Active fatty acid oxidation increases the capacity for reactive oxygen species (ROS) quenching regardless of the nature of the stimulus. Model depicting the critical role of active fatty acid oxidation (FAO) in generating adenosine triphosphate (ATP) to support glucose (Glc) phosphorylation (to glucose-6-phosphate (G6P)), resulting in pentose phosphate pathway (PPP) activity. Administration of di-2-ethylhexyl phthalate (DEHP) results in the accumulation of ROS due to reduction of superoxide dismutase (SOD) activity mediated by its metabolite, mono-2-ethylhexyl phthalate (MEHP).
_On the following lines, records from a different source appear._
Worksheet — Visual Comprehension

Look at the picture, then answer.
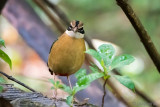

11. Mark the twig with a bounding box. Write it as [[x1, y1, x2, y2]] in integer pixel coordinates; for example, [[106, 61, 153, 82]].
[[0, 71, 36, 92], [102, 79, 108, 107], [116, 0, 160, 73]]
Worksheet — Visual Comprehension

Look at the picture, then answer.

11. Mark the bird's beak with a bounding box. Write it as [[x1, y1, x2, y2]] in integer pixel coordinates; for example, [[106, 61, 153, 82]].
[[73, 27, 78, 32]]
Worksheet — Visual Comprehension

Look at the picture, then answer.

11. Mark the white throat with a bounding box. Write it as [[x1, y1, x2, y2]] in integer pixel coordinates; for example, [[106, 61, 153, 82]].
[[65, 30, 84, 38]]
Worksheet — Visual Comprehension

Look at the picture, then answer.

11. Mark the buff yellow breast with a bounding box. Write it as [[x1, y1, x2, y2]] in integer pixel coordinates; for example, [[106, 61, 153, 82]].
[[48, 33, 86, 76]]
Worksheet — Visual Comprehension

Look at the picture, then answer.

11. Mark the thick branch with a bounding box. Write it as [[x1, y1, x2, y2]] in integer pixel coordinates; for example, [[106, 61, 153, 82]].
[[0, 71, 36, 92], [116, 0, 160, 73]]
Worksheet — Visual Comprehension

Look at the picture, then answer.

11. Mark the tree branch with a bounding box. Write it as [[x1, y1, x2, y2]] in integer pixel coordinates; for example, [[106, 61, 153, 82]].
[[0, 71, 36, 92], [116, 0, 160, 73], [0, 0, 7, 14]]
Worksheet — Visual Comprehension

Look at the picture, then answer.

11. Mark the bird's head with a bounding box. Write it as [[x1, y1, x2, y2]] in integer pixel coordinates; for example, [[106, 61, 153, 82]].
[[66, 20, 84, 38]]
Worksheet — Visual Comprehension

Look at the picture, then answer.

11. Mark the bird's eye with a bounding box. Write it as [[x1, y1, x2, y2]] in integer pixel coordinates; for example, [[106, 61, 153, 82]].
[[68, 26, 72, 30], [78, 28, 84, 34]]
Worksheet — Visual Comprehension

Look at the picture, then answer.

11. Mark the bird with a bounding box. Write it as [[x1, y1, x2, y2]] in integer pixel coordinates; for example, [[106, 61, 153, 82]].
[[47, 20, 86, 89]]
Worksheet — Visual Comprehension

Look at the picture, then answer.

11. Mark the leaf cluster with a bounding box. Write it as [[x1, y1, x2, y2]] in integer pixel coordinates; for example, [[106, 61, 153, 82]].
[[86, 44, 135, 91], [50, 44, 134, 107]]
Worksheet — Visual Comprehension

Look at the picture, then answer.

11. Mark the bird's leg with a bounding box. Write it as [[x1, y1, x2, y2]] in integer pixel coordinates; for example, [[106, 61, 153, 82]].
[[67, 76, 72, 90], [53, 74, 57, 99]]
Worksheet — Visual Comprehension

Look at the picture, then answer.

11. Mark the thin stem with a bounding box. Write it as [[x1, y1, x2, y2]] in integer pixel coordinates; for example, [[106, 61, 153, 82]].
[[67, 76, 72, 90], [102, 79, 108, 107], [116, 0, 160, 73], [0, 71, 36, 92]]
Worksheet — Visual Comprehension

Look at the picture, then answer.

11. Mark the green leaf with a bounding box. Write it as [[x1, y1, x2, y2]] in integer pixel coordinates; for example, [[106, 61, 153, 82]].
[[89, 64, 101, 72], [59, 84, 72, 94], [73, 84, 89, 94], [85, 49, 101, 63], [51, 86, 55, 90], [77, 72, 104, 86], [0, 49, 12, 69], [75, 69, 86, 79], [111, 54, 134, 69], [114, 75, 135, 91], [0, 77, 5, 83], [49, 79, 55, 85], [66, 96, 73, 105], [98, 44, 115, 70], [0, 39, 6, 47]]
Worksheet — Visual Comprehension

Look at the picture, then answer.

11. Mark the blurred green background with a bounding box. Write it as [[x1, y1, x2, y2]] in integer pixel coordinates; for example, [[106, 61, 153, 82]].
[[1, 0, 160, 105]]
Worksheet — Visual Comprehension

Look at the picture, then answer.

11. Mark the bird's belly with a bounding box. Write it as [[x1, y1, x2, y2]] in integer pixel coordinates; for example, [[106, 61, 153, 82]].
[[49, 34, 85, 76]]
The observed reduction in SOD activity may be the result of MEHP-dependent dysregulation of aryl hydrocarbon receptor (AhR) signaling. ROS can also be formed in response to unrelated mechanisms (e.g., in response to tert-butyl hydroperoxide (TBHP)). Increased concentrations of ROS redirect the glycolytic flux through PPP, leading to reduced levels of ATP (also via reduced tricarboxylic acid cycle (TCA) activity) in cells that are incapable of active FAO (left). Reduced levels of ATP result in reduced rates of glucose phosphorylation and NADPH generation, which are factors that ultimately lead to cell death. In cells capable of active FAO, ATP is generated by a mechanism that does not rely on glycolysis. These cells produce higher levels of NADPH and are thus able to quench toxic ROS (right).